Four years later, Foster and a small group of other local farmers had come around.
“We’re better off working together than taking an adversarial approach,” Foster said.
Farmers especially need the services of a healthy environment.
Quote:Temperate native grasslands are threatened all over Australia, and much of what remains is degraded and fragmented.
Tasmania’s Midlands are a biodiversity hotspot, listed as a “priority place” in the federal government’s Threatened Species Action Plan 2022-32. However, this listing does not guarantee protection.
“Only 30% of original vegetation on the Midlands survive and only 5% of the native grasslands,” says the MCP’s project coordinator, Pierre Defourny.
Defourny says a “mere 20%” of the remaining native grasslands in the Midlands are protected, half of which –about 1,624 hectares (4,011 acres) – is covered by the MCP’s stewardship program. Fourteen farmers have signed.
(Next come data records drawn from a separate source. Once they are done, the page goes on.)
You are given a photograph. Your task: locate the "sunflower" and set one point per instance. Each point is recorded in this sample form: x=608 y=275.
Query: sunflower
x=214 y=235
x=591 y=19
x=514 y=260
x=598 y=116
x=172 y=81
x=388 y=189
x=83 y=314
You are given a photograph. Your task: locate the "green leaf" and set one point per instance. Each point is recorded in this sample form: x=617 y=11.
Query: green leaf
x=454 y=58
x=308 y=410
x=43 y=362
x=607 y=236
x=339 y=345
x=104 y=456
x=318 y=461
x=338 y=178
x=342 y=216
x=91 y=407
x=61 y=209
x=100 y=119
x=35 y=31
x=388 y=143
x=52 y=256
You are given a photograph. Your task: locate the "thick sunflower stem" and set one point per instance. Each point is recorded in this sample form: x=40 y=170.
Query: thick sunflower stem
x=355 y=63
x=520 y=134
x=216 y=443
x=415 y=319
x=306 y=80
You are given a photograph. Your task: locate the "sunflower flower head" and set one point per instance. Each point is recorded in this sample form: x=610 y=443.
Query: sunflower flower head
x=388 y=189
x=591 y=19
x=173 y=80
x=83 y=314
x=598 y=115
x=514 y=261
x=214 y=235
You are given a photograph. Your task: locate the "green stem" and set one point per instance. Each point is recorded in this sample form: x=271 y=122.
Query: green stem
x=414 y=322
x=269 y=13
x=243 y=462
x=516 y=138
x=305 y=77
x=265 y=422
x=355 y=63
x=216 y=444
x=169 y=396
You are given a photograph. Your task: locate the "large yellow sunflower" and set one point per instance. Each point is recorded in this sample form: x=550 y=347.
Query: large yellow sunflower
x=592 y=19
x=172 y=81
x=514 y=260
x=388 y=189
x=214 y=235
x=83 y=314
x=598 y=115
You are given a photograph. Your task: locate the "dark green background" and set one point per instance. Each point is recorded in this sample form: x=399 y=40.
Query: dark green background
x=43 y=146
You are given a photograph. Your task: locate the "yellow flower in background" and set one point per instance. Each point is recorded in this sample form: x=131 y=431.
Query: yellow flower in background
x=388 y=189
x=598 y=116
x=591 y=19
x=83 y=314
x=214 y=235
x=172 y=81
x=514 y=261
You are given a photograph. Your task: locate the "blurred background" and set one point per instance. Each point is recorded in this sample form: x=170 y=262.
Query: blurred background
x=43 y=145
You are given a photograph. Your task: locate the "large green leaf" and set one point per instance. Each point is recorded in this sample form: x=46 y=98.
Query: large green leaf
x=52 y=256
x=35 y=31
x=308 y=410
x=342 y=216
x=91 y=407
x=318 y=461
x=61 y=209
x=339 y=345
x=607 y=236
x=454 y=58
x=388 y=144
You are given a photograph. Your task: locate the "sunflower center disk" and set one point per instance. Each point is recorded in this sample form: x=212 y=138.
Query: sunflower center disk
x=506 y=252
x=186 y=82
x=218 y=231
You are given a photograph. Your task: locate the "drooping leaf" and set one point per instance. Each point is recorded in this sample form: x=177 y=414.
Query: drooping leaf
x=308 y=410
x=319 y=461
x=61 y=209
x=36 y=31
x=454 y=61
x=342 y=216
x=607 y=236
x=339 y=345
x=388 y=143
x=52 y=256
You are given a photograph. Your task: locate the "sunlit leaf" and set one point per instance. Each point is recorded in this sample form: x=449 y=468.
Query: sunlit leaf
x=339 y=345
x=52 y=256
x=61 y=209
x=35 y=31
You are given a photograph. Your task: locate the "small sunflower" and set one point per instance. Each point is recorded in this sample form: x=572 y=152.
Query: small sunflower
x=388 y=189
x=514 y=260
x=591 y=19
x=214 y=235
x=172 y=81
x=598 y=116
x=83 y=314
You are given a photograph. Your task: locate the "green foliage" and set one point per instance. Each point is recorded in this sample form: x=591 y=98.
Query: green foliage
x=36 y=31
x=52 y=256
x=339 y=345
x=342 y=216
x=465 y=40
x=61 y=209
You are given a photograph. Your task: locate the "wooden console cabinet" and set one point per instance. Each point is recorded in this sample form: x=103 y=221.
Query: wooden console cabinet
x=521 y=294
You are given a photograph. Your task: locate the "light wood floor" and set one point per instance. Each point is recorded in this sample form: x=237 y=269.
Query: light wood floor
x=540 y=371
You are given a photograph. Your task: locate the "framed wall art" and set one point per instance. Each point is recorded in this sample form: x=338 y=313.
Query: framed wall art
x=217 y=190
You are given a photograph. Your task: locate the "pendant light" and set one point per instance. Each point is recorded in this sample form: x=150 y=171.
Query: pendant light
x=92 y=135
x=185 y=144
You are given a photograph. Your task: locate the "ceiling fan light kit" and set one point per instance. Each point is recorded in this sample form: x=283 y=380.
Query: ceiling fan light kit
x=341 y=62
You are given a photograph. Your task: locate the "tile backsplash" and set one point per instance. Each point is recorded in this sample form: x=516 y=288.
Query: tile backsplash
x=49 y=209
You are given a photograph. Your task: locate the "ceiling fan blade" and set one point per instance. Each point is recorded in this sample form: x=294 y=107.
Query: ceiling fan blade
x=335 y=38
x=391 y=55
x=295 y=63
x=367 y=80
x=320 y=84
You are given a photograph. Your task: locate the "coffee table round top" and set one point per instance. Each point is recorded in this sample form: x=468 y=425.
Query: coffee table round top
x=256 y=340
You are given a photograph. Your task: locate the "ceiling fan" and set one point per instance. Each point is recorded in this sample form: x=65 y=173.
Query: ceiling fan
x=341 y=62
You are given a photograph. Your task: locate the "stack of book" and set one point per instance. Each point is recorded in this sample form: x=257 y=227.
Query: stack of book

It’s colloquial wisdom that the wealth of colonial Australia was built off the sheep’s back, but it is seldom acknowledged that the vast natural grasslands graziers depended on had been culturally managed by Aboriginal people for more than 30,000 years.
Disturbance caused by traditional burning and frequent digging for edible tubers, alongside digging by small marsupials, created the spongy soils and extraordinarily biodiverse ecosystems taken for granted by early settlers.
As the colonies developed, the native grasslands and their complex beauty shrank to remnants on private land, where merino sheep thrived on the biodiverse diet and in sheltered woodlands. Their grazing helps provide the disturbance the grasslands required.
“It was after the 1989 wool crash, when farmers had to diversify, that a lot of the grasslands were lost to ploughing and pasture improvement,” says Diana Cameron.
Her late husband, Andrew Cameron, was a Midlands farmer and MCP coordinator from 2011-2021.
“Andrew was a conservationist,” she says. “He knew the farmers, so he could talk to them about the importance of the grasslands and how the stewardship program would work.”
The origins of the MCP are in the work of University of Tasmania plant geography professor Jamie Kirkpatrick, who began developing relationships with farmers in the 1980s and 1990s. Kirkpatrick, who died in October, mapped remnant grassy ecosystems in cemeteries, tips, parks and roadsides, as well as on farms.
Lack of funding is hampering the spread of the MCP.